Ein Theologe soll gesagt haben: Dass sich Gott durch Jesus, also einen Menschen aus dem jüdischen Volk, kundgetan habe, sei historisch zufällig und daher sachlich nicht von Gewicht. Er hätte sich dazu auch einen Menschen aus irgendeinem anderen Volk erwählt haben können. Die bestimmte Volkszugehörigkeit spiele keine Rolle. Träfe das zu, ginge es um einen zuvor unbekannten Gott, der erst durch Jesus in die Welt gekommen wäre, der erst in Jesus gezeigt hätte, wer er ist. Das ist nicht die Sicht des Neuen Testaments. Nach ihm gilt in aller Selbstverständlichkeit und wird auch immer wieder deutlich erkennbar: Es ist der in Israel bezeugte und dort längst schon bekannte Gott, der in und durch Jesus zu Wort und Wirkung kommt. Nach der Bibel ist Gott in Israel zur Welt gekommen und dieser Gott Israels kommt durch Jesus zu den Völkern der Welt. Wie das geschehen ist, darüber wird in diesem Buch noch zu handeln sein.

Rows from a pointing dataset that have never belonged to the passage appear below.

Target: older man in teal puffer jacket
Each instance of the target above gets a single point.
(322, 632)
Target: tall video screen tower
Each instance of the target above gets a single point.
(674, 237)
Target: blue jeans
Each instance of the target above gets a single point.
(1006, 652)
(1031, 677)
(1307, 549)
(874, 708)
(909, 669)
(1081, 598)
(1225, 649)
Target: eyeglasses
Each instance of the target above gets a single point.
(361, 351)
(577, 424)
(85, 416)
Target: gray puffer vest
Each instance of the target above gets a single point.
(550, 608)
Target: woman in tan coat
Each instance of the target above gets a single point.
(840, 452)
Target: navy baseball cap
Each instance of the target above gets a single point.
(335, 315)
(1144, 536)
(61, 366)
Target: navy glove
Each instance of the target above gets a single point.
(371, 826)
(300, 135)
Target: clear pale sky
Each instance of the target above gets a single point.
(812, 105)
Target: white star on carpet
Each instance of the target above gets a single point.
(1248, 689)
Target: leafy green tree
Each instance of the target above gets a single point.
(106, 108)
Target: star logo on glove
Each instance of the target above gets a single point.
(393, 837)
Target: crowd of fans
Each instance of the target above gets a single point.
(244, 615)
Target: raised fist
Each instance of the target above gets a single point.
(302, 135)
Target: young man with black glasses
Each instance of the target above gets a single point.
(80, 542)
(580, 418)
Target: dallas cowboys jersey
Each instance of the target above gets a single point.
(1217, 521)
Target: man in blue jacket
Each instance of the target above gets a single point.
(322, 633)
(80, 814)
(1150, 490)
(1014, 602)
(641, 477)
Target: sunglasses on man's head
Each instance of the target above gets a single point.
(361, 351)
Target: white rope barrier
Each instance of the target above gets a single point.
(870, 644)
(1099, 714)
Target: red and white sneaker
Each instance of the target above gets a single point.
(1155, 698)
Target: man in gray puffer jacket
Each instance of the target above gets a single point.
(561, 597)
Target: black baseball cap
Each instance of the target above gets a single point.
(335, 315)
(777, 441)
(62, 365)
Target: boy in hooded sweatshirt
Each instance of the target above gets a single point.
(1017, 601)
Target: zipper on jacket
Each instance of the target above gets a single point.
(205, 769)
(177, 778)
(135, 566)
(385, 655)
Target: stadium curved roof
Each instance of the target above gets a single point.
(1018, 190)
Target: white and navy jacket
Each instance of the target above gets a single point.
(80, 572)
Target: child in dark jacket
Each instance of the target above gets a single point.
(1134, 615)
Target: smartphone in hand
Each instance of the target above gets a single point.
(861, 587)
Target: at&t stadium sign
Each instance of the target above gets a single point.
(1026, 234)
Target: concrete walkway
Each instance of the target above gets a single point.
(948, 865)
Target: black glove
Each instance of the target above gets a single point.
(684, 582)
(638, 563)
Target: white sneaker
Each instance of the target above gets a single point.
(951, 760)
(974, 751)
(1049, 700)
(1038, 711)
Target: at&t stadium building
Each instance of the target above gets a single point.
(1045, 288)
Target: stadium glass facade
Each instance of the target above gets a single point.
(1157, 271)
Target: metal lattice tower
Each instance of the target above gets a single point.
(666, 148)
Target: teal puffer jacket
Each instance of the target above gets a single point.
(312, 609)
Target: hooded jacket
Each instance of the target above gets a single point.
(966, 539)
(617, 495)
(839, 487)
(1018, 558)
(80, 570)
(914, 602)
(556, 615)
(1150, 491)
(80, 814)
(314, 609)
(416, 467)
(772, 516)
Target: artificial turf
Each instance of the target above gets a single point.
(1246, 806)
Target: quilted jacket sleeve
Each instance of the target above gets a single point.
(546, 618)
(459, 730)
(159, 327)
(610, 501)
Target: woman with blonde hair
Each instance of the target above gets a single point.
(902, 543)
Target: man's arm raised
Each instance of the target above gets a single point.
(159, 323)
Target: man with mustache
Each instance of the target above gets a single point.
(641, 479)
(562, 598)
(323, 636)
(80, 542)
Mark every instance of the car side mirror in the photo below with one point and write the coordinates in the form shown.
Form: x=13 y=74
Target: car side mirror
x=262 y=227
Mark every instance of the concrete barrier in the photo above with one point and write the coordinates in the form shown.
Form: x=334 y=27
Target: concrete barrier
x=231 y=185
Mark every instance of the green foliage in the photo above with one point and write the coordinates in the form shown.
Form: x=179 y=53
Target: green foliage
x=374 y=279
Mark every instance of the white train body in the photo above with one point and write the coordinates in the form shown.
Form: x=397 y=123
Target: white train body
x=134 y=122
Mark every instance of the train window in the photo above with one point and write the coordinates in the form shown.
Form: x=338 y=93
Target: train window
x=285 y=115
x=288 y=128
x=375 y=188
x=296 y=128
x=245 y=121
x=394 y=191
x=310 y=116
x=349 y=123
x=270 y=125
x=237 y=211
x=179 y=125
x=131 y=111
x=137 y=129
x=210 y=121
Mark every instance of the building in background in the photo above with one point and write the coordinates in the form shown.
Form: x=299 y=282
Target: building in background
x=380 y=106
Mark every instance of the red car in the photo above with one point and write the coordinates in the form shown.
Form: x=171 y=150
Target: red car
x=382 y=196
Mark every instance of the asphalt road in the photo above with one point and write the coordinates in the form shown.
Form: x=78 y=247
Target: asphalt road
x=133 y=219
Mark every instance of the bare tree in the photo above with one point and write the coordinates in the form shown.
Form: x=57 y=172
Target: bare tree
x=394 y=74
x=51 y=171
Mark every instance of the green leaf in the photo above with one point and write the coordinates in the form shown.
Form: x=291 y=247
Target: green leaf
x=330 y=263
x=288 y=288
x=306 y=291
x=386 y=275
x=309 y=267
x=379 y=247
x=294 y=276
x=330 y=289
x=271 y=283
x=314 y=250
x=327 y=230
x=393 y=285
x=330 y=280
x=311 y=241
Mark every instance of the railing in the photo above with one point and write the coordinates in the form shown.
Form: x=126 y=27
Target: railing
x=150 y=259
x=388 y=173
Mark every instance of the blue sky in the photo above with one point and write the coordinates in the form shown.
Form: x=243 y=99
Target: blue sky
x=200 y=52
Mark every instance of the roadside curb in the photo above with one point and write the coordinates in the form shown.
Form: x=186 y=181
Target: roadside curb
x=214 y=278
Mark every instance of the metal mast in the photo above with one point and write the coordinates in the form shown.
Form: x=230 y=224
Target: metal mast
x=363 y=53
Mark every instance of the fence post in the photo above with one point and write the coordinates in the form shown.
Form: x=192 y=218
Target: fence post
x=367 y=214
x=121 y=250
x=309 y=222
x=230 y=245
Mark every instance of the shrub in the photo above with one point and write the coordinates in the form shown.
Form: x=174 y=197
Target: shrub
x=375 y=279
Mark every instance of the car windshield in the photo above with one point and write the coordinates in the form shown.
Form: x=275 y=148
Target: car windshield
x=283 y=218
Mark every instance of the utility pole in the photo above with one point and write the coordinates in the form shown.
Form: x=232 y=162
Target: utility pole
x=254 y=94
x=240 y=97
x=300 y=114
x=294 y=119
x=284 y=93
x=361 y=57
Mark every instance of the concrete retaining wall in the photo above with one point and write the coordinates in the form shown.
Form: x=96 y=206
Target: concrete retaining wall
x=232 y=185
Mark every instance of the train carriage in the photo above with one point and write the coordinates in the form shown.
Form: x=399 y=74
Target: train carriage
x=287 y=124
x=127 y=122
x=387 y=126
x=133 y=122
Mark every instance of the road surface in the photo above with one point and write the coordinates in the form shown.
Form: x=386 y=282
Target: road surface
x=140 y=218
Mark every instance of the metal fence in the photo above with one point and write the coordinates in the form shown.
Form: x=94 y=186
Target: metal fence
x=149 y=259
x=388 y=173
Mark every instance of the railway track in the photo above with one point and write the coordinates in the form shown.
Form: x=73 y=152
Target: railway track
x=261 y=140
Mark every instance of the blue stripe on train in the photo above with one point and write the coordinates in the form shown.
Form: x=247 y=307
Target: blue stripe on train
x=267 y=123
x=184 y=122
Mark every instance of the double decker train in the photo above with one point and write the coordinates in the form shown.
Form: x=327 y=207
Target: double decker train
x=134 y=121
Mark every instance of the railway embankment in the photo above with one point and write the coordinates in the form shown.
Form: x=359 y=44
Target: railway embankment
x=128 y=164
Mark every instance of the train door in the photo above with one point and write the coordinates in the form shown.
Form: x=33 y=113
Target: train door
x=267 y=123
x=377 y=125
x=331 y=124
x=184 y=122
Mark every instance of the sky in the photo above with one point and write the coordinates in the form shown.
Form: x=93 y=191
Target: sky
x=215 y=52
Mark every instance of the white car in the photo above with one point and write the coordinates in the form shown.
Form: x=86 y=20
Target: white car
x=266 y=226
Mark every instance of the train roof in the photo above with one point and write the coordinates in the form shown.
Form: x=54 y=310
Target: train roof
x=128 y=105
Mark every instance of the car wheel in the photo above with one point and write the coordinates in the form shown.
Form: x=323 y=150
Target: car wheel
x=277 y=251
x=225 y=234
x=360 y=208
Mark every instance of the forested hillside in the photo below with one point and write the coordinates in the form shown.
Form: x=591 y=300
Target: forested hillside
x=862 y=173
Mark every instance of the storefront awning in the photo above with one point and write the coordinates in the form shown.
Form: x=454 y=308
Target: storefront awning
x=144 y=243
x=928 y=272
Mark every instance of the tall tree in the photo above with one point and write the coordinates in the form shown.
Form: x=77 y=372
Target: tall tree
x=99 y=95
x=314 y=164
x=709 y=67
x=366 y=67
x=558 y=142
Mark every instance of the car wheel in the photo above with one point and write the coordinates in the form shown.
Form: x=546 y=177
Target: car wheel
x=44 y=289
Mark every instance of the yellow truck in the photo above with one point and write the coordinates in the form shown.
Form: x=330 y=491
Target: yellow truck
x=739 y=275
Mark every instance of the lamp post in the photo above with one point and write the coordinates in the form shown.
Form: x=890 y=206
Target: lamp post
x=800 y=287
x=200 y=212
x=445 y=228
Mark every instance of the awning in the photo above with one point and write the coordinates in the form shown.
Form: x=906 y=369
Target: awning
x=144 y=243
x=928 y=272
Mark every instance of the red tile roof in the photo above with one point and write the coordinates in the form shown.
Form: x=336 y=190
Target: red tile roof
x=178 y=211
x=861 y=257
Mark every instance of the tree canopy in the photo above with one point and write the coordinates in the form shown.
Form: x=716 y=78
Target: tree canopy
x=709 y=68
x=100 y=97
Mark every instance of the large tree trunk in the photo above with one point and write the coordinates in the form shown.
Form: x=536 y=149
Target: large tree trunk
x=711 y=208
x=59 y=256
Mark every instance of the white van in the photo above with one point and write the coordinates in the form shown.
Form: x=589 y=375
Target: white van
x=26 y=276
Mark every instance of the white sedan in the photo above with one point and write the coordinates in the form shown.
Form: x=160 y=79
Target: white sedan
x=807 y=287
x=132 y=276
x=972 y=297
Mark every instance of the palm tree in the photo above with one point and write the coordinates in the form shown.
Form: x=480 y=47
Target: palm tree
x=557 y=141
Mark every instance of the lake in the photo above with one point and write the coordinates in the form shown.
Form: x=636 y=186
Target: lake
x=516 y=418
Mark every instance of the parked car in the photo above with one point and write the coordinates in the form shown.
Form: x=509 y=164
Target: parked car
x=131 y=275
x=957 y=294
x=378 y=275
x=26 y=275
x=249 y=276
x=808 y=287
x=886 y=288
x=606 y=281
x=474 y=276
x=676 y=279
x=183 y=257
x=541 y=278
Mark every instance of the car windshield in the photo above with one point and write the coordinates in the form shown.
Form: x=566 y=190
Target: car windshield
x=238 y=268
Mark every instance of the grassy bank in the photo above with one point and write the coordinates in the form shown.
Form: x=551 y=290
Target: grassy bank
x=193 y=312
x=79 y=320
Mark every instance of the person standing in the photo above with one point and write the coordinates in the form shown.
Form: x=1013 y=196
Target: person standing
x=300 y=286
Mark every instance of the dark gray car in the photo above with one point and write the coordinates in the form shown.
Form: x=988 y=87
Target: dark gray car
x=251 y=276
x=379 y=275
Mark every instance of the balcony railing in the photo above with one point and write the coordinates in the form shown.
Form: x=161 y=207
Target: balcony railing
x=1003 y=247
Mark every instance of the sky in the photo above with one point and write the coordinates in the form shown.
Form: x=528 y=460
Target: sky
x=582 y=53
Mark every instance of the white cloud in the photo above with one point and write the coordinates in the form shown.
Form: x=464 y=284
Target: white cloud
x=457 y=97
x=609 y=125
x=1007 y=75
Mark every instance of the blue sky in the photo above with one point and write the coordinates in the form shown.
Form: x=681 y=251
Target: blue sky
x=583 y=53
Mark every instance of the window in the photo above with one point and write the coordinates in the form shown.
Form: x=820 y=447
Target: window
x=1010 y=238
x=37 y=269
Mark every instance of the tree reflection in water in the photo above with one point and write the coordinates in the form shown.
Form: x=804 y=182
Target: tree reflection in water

2. Jesu Schülerschaft: alle jüdisch – auch nach »Ostern«

a) Der Anfang: »Gott hat Jesus von den Toten aufgeweckt«

Unter den Punkten, die mit hoher Wahrscheinlichkeit als historisch gesichert gelten können, wurde im vorigen Kapitel angeführt, dass Jesus einen Schülerkreis um sich gesammelt hat. Alle erwähnten Daten weisen darauf hin, dass es sich bei diesen Mitgliedern durchgehend um jüdische Personen handelt. Die Schülerschaft Jesu fand aber ein abruptes Ende, als er festgenommen wurde. Die Evangelien berichten, dass alle Schüler die Flucht ergriffen. Ihre Enttäuschung muss noch größer gewesen sein, nachdem er hingerichtet worden war. Das spiegelt sich deutlich in der wunderhaften und wunderbaren Erzählung von zwei Schülern auf dem Weg von Jerusalem nach Emmaus am dritten Tag nach Jesu Tod. (Lukas 24,13–32) Es ist ein Weg zurück, ein Weg der Resignation. Ihnen schließt sich Jesus unerkannt als Dritter an. Als scheinbar Unwissender zieht er sie in ein Gespräch über sich selbst. Ihm gegenüber sagt einer der beiden Schüler: »Wir aber hatten gehofft, dass er es sei, der Israel befreien würde.« (Lukas 24,21) Die auf Jesus gesetzte Hoffnung und damit auch ihre Schülerschaft ihm gegenüber haben mit Jesu Tod ein Ende gefunden.